WINNIPEG -- The Heart & Stroke Foundation is advising donors and volunteers with the organization to take extra precautions after learning of a data breach that may involve personal information.

In a letter sent out to donors and stakeholders, the non-profit organization said Blackbaud, a software provider for non-profit organizations, discovered and stopped a ransomware attack in May. Blackbaud said the ransom was paid, and the relevant data was destroyed.

The foundation said it was notified of the attack on July 16.

“While Blackbaud has informed us that Heart & Stroke was not specifically targeted, we want to provide you with the same information that Blackbaud has provided us,” Doug Roth, CEO of the Heart & Stroke Foundation, said in the letter.

The letter said contact information, such as names, email addresses telephone numbers, and addresses may be impacted. The foundation said, according to Blackbaud, data such as credit card numbers, usernames, and passwords were not compromised, as that information is encrypted.
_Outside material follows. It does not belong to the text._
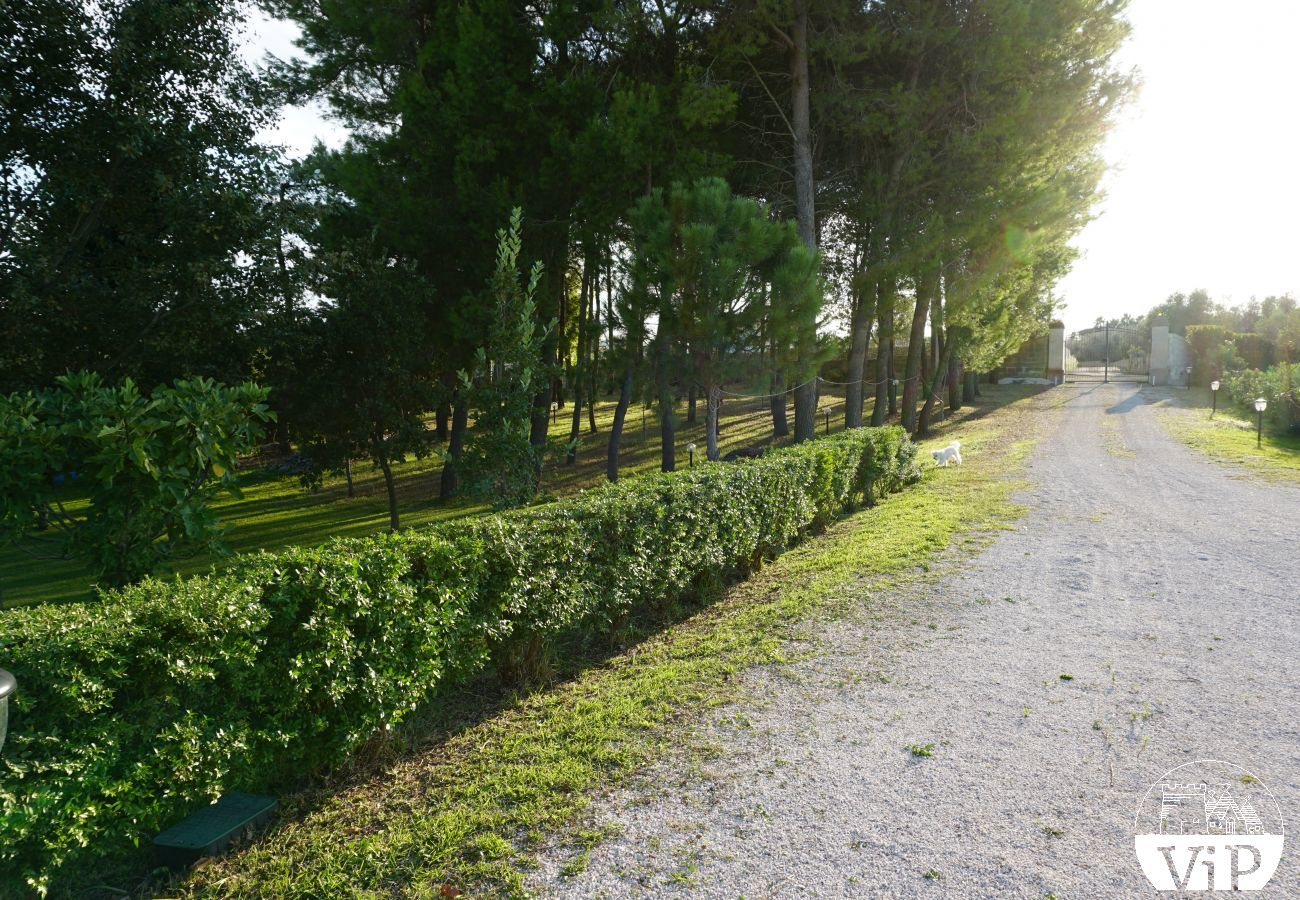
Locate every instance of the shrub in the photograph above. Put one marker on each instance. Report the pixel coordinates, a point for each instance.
(1212, 349)
(1279, 385)
(144, 705)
“Blackbaud has informed us that there is no reason to conclude that the data related to the Heart & Stroke community will be misused, but we recommend that you exercise additional prudence,” Roth wrote. “As the information affected is mainly contact information, the greatest risk would be from someone impersonating Heart & Stroke to solicit funds.”

Roth said donors and volunteers who receive suspicious emails or communications that claim to be from the Heart & Stroke Foundation should inform the foundation about the communications received.

Roth added investigators are continuing to monitor for any usage of the stolen data. He said Blackbaud is confident the data was removed and has not been used further.